Apache Ambari Issues

Troubleshoot Apache Ambari issues for Big Data Service clusters.

Ambari Showing Already Removed DataNode as Dead in HDFS Summary and Host Level Health Alarm Opened, Causing LCM Operations to Fail

Troubleshoot a removed DataNode causing LCM operations failure in Ambari for a Big Data Service cluster.

After decommissioning and deleting a DataNode on a host manually, Ambari shows a critical alert with the message, DataNode Health Summary [live='x' stale='0' dead='1']. Because of the host level alarm, it's considered as unhealthy and causes LCM operations failure.

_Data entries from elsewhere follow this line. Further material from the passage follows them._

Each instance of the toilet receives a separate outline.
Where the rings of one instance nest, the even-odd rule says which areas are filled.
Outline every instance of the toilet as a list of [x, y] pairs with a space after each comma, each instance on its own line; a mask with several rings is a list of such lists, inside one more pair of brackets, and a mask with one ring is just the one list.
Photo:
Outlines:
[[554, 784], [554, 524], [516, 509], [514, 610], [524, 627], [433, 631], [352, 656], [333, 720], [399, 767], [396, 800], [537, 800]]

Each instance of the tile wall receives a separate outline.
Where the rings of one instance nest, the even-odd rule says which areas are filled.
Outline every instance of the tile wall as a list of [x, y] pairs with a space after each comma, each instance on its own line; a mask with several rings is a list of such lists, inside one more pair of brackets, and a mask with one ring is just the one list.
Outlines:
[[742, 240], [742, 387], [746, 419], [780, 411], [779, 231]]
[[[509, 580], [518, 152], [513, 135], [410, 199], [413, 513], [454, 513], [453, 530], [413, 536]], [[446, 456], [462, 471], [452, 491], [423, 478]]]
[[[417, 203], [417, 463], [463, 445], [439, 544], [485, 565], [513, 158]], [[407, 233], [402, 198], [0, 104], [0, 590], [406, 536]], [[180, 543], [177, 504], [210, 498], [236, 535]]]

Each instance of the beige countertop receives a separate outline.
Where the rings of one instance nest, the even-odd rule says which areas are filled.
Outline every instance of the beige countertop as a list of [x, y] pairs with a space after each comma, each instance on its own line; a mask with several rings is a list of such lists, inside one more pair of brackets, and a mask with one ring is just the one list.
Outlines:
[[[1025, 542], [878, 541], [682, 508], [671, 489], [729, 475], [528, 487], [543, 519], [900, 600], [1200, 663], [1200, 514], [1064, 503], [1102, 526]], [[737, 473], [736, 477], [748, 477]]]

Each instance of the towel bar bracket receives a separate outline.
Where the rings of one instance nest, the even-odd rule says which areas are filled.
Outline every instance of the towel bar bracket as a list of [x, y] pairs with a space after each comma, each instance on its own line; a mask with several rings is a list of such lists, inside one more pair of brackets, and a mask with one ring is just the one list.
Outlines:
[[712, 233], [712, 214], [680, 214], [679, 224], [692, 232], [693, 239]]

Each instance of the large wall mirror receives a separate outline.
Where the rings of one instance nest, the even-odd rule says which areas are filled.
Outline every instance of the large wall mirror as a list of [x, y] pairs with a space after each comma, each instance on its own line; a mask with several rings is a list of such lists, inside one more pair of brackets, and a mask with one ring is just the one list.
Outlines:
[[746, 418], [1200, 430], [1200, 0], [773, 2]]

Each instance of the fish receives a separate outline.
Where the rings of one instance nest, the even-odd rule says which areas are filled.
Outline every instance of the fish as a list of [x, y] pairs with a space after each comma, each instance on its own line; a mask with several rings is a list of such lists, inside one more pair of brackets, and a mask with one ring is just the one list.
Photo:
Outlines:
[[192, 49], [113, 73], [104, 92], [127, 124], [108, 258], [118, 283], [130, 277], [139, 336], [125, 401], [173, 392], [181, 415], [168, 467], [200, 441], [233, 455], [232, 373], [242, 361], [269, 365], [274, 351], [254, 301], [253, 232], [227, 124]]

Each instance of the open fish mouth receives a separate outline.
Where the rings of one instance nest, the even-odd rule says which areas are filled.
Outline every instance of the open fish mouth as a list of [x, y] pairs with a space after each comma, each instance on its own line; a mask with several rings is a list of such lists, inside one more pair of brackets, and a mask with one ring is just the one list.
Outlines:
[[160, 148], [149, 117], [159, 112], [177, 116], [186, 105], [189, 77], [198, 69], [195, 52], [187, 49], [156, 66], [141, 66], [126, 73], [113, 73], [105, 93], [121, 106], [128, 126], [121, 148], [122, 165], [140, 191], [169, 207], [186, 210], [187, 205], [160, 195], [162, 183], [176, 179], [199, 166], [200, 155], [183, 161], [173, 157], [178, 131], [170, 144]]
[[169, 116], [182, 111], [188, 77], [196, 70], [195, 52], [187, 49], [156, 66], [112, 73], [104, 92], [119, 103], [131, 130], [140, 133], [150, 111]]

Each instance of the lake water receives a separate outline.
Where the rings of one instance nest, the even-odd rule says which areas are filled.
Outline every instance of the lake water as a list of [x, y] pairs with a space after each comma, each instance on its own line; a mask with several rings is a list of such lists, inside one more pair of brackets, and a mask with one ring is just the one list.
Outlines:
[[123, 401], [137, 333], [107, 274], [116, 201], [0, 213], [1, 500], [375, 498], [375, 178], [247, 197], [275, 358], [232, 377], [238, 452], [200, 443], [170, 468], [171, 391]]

NameNode doesn't clean up the dead DataNode by itself. Cleanup the Dead node manually:

  1. Restart NameNodes to clear up the Dead DataNode:
    1. Access Apache Ambari.
    2. From the side toolbar, under Services select HDFS.
    3. Summary tab, select NameNode.
  2. For the name node, select the ... icon under Action, and then select Restart.
    Note

    If the cluster is an HA cluster, complete the previous steps for each Name Nodes.
  3. Refresh configurations.
    1. Go to the Hosts section and select the affected host.
    2. Select Actions > Selected Hosts > Hosts > Refresh All Configs.